As she further pointed out, the standards apply at the dataset level – not at the element row or table level – acting as an overall “fingerprint” for divining the lineage of the dataset.
The eight proposed Data Provenance Standards surface metadata and associated values for:
To see example values, you can download the Standards information pack from the Data & Trust Alliance website.
Providing information about the origin and rights associated with datasets gives enterprises more confidence in the data they source and use. This can have significant benefits, like improving operational efficiency, regulatory compliance, collaboration, and value generation.
“If you think about the biggest challenge that corporations or any entity face today, everybody will tell you it’s data quality,” Kristina injected. “We were originally asked to develop a set of standards around data quality, but quality is very subjective. With our Data Provenance Standards, what we can all agree on is where data originated, and the attributes that it actually has.”
To illustrate the impact of the Data Provenance Standards, Kristina narrates a short video that outlines a hypothetical use case in the healthcare industry. The story focuses on a researcher at a fictitious company that is using predictive AI modeling to study Hepatitis C in young women. The researcher acquires data regularly from third-party sources and needs to ensure that the dataset is reliable.
Using the Data Provenance metadata, the researcher is able to inform her decision-making based on a number of key variables. By examining the lineage standard, she sees that the current dataset is derived from multiple sources. The generation date also indicates how fresh the data is and how much cleaning might be involved. With the intended use and restrictions, the researcher is also able to identify blockers for sharing the data with specific entities, such as the federal government.
It's a fantastic video and use case. I’ll let you watch it to hear the researcher’s verdict, but the point is clear: armed with this metadata, enterprises can rely on essential information and attributes to make a decision with greater confidence – and ultimately improve outcomes.
It’s easy to see how the proposed Data Provenance Standards will impact the digital experience ecosystem. First and foremost: DX applications rely on data. The list is long, but for starters, think about acquiring outside datasets to power digital advertising and marketing initiatives.

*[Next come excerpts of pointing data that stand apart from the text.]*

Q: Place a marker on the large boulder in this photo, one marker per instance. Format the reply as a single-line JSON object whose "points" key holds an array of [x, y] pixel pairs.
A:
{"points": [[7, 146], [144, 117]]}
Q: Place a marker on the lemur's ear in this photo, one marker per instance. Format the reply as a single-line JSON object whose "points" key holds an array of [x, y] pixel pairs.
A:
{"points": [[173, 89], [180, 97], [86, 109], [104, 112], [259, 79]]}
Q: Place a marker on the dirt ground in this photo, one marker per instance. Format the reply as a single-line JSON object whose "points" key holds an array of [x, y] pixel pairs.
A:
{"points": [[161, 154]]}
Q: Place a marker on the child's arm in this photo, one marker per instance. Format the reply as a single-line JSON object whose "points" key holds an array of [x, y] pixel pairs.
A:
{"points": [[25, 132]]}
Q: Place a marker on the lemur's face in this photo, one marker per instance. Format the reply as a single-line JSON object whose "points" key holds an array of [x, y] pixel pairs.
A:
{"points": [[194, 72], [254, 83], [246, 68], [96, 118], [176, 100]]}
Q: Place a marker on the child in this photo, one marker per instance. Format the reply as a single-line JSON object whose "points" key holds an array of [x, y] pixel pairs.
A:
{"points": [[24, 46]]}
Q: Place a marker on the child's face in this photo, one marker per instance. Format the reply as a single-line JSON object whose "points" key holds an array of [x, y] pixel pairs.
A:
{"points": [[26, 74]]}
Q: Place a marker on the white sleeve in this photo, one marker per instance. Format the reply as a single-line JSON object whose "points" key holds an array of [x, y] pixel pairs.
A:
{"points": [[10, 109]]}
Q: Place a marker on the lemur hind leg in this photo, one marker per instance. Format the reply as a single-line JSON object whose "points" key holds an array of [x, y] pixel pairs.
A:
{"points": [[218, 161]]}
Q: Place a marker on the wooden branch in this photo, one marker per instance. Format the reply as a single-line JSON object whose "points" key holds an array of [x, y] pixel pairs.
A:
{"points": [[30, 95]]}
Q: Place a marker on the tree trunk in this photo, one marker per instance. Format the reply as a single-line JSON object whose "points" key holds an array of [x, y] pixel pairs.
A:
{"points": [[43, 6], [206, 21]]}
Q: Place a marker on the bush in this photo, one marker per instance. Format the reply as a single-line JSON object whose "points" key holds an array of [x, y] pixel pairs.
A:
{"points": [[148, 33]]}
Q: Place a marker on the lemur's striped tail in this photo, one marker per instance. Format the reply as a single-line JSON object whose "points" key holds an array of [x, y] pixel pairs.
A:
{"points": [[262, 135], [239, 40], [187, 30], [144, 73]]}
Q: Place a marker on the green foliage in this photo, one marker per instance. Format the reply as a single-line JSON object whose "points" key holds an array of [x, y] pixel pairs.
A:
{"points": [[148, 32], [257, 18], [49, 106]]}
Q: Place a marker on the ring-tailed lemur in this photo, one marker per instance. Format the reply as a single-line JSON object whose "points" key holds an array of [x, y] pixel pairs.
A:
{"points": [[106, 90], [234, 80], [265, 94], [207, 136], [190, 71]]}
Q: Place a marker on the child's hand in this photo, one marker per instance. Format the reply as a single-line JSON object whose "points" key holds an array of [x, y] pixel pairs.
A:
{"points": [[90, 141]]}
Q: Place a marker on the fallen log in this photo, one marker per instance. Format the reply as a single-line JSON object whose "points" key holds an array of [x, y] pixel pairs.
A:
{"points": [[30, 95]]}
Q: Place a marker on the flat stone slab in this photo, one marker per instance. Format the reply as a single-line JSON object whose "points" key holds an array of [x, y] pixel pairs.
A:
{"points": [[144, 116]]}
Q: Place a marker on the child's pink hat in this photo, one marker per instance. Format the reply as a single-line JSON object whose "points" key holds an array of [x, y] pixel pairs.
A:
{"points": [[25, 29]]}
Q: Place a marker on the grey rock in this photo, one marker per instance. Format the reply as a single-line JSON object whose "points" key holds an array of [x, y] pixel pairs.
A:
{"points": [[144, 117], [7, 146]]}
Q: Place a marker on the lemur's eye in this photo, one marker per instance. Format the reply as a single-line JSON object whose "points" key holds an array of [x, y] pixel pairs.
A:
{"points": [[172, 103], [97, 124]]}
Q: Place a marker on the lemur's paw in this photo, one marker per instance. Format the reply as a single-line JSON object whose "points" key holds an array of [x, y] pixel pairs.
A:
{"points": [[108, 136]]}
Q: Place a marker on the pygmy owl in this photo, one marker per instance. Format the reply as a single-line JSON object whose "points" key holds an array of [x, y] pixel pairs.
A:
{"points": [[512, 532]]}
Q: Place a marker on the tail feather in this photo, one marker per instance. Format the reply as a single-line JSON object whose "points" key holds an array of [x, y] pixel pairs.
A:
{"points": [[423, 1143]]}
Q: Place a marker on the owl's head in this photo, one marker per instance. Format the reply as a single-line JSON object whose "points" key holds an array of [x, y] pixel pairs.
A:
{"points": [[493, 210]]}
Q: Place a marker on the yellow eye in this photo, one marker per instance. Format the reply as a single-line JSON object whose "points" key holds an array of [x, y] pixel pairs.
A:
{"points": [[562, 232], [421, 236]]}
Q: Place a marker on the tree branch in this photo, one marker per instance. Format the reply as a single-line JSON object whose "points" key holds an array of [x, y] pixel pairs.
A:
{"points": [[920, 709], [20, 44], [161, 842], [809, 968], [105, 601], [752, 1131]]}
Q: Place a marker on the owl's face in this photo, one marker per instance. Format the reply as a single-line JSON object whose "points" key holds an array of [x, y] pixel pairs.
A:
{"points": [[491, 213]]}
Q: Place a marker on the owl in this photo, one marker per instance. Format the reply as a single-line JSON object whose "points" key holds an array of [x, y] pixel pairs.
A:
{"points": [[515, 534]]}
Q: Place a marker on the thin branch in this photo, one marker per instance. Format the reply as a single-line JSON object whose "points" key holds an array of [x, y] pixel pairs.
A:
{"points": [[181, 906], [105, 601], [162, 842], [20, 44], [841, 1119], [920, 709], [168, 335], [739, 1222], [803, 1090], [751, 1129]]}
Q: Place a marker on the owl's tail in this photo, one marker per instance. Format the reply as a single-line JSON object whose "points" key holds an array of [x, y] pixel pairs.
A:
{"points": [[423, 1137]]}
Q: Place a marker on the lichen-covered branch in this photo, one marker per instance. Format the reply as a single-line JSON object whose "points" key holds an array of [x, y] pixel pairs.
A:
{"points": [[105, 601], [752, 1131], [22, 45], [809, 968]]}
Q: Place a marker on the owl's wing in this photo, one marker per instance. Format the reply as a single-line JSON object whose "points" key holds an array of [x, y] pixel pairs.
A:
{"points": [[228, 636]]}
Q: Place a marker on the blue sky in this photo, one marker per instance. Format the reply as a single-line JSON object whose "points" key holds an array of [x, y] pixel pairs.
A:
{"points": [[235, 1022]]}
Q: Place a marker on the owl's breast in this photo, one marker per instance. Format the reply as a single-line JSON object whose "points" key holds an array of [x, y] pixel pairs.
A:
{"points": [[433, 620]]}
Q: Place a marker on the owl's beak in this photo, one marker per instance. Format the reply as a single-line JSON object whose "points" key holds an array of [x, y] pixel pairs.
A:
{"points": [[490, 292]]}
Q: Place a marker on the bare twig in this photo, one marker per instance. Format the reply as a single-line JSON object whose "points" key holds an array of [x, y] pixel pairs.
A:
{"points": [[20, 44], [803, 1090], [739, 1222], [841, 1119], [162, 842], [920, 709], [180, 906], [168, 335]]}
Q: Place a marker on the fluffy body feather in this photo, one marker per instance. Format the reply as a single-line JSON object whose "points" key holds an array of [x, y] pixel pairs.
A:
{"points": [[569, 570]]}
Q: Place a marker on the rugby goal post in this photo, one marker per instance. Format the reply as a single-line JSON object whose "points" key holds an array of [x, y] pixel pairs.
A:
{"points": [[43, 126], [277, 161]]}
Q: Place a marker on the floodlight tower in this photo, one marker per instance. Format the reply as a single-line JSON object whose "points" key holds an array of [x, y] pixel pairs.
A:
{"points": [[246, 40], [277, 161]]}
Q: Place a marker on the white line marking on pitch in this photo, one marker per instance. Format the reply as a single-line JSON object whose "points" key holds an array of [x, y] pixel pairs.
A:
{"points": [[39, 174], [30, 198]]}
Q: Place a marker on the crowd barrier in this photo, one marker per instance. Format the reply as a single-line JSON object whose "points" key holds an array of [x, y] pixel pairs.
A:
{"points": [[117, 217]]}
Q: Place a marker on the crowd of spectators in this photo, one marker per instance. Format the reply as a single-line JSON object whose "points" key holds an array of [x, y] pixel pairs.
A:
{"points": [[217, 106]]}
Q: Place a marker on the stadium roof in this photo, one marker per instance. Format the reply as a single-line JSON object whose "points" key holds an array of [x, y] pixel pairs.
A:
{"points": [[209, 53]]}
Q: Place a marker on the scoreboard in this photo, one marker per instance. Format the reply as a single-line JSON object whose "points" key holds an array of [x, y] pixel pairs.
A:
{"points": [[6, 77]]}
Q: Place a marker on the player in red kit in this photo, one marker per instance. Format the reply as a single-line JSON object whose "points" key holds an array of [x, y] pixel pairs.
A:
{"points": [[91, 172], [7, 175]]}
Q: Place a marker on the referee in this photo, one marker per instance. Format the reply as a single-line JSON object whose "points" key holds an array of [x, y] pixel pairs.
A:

“It will be interesting for third-party data procurement purposes,” said Kristina. “But I think in due course, it’s going to start to impact adtech and martech. It can't help but impact it.”
AI is also being woven across every layer of the digital stack, so enhancing transparency will be key to trust at every level – particularly in a decoupled, API-first world that taps lots of data sources. This includes CMS and DXP platforms that are becoming training grounds for AI and connecting with a myriad of external services driven by data.
The new standards are still in a “proposed” mode as the Data & Trust Alliance continues to gather feedback from the market. You can participate in the process by reviewing the standards and providing input on the metadata and values via an online survey.
As a resident Digital Policy rockstar, Kristina seems bullish on the potential impact – namely because the Data & Trust Alliance represents leading global brands that are committed to ensuring this vital transparency.
“The reason why this matters is because around the table are the largest procurement entities for data in the world,” Kristina said emphatically. “So if they start to adopt these standards and apply them to their data in the form of metadata, what you actually have is a huge ecosystem play.”
That ecosystem won't stop the AI floodgates from opening further, but it might help keep things afloat.